Considering the protein under-expressed in HDE patients, the denoising strategy allowed the identification of 4 new proteins and achieved a higher sequence coverage and a better protein score for three proteins already found with the unprocessed data. In particular, Secretoglobin (SG1D1) had 0 peptides in the raw IL and 5 in the clean one, Mammaglobin-B (SG2A1) had 0 versus 3, Ig kappa chain C region (IGKC) had 0 versus 2, Cystatin (CYTS) had 0 versus 4, while Lipocalin-1 (LCN1) had 6 versus 12, Proline-rich protein 4 (PROL4) had 1 versus 5, and Lactotransferrin (TRFL) had 4 versus 8. One protein was found with a better sequence coverage but a lower protein score (Polymeric Immunoglobulin Receptor (PIGR): 3 versus 4) and a last one was found only before filtering (Serum Albumin (ALBU): 2 versus 0).

Among the proteins over-expressed in HDE patients, 1 protein was found only after noise rejection (Hemoglobin subunit alpha (HBA): 0 versus 4) and 2 proteins achieved a higher sequence coverage and a better score (Hemoglobin subunit beta (HBB): 5 versus 13 and ALBU: 3 versus 6). The obtained results have been compared with the outcomes of a previous study performed by our research group [13], in which the differential expression of proteins in HDE patients over H controls was monitored by mono-dimensional gel electrophoresis and western blot analysis.

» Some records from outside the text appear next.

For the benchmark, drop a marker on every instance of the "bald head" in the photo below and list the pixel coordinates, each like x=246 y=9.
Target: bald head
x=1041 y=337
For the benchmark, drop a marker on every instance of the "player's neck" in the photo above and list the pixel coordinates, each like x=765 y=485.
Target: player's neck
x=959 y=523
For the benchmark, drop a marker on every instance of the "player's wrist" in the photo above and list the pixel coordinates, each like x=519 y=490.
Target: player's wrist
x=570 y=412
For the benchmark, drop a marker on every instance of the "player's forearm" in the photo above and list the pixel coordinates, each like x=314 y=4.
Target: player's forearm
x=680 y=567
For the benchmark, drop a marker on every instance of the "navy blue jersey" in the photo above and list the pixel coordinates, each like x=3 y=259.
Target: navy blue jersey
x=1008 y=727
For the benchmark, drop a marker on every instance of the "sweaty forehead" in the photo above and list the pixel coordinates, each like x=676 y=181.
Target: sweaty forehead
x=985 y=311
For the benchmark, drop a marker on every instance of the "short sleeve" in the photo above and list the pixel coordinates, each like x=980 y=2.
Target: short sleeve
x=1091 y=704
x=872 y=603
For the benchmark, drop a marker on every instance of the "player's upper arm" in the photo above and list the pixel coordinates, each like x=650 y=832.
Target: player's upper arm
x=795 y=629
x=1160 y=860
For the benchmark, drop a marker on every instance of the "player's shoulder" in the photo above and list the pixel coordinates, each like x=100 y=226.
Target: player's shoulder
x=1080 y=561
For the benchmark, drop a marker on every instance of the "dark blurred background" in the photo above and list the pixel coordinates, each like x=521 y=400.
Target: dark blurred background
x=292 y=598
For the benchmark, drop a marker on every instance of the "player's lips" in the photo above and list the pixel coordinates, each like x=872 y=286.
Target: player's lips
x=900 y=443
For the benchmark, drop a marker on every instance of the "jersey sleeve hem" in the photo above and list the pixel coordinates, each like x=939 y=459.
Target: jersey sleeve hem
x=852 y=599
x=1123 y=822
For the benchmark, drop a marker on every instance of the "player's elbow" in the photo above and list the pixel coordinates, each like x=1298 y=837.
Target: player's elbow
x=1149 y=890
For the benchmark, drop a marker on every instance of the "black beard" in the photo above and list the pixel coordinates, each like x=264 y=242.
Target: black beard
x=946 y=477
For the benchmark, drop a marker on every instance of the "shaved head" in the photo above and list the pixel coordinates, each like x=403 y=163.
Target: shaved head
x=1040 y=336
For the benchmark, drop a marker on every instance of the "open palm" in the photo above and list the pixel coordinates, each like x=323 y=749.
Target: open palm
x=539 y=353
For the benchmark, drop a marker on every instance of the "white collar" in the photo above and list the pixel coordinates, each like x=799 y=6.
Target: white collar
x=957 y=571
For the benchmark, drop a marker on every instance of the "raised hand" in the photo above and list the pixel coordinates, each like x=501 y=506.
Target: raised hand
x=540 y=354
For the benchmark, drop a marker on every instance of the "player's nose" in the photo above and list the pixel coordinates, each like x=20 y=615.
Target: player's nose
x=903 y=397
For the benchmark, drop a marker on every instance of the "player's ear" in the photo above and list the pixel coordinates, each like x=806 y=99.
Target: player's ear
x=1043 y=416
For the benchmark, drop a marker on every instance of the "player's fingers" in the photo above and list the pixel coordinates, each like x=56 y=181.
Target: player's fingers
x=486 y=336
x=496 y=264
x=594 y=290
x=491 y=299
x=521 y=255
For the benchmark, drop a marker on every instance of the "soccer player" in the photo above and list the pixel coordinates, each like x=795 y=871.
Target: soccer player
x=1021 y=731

Under-expressions of LCN1, SG1D1, SG2A1, TRFL, and over-expression of ALBU are in perfect agreement with the previous study and these proteins are shown in bold italic in Table 2. In particular, noise filtering allowed to identify ALBU as over-expressed in HDE patients, whereas the standard pipeline wrongly identified the protein as both under- and over-expressed.

As regards the variations in the abundances of HBA, HBB, IGKC, PROL4, PIGR, and CYTS associated to HDE, this could not be validated by comparison with previously published data. Nevertheless, a clear proof of their proper identification can be observed in Figure 4, where the correct charge assignment of the CYTS peptide QLCSFEIYEVPWEDR allowed its inclusion in the list of peptides under-expressed in tear samples from HDE patients.

4. Conclusions

We have previously shown that wavelet denoising in the RT domain achieves selective rejection of chemical and random noise while preserving peptides features and morphology. The approach has proved to unveil low-intensity peptides originally masked by the chemical noise and to reduce false positive identification, by filtering noise peaks originally mimicking the peptide morphology.

In this work we have applied our noise filtering strategy to a label-free LC-MS differential analysis of protein abundance in tears samples. The mzXML files have been simply intercepted, processed by our algorithm and reinserted in the standard workflow just before the analyses by msInspect.

The results show that noise rejection allows to increase the sensitivity of msInspect to real peptides and to obtain more accurate include lists for further targeted MS/MS analysis. These results are validated by comparison to previous outcomes which confirm an improvement in terms of number of identified proteins, higher sequence coverage, and better protein scores.


Salvatore Cappadona and Paolo Nanni contributed equally to this work. This work was supported by Grants from the Foundation BLANCEFLOR Boncompagni-Ludovisi to S.C. The authors thank Erika Molteni for helpful discussions.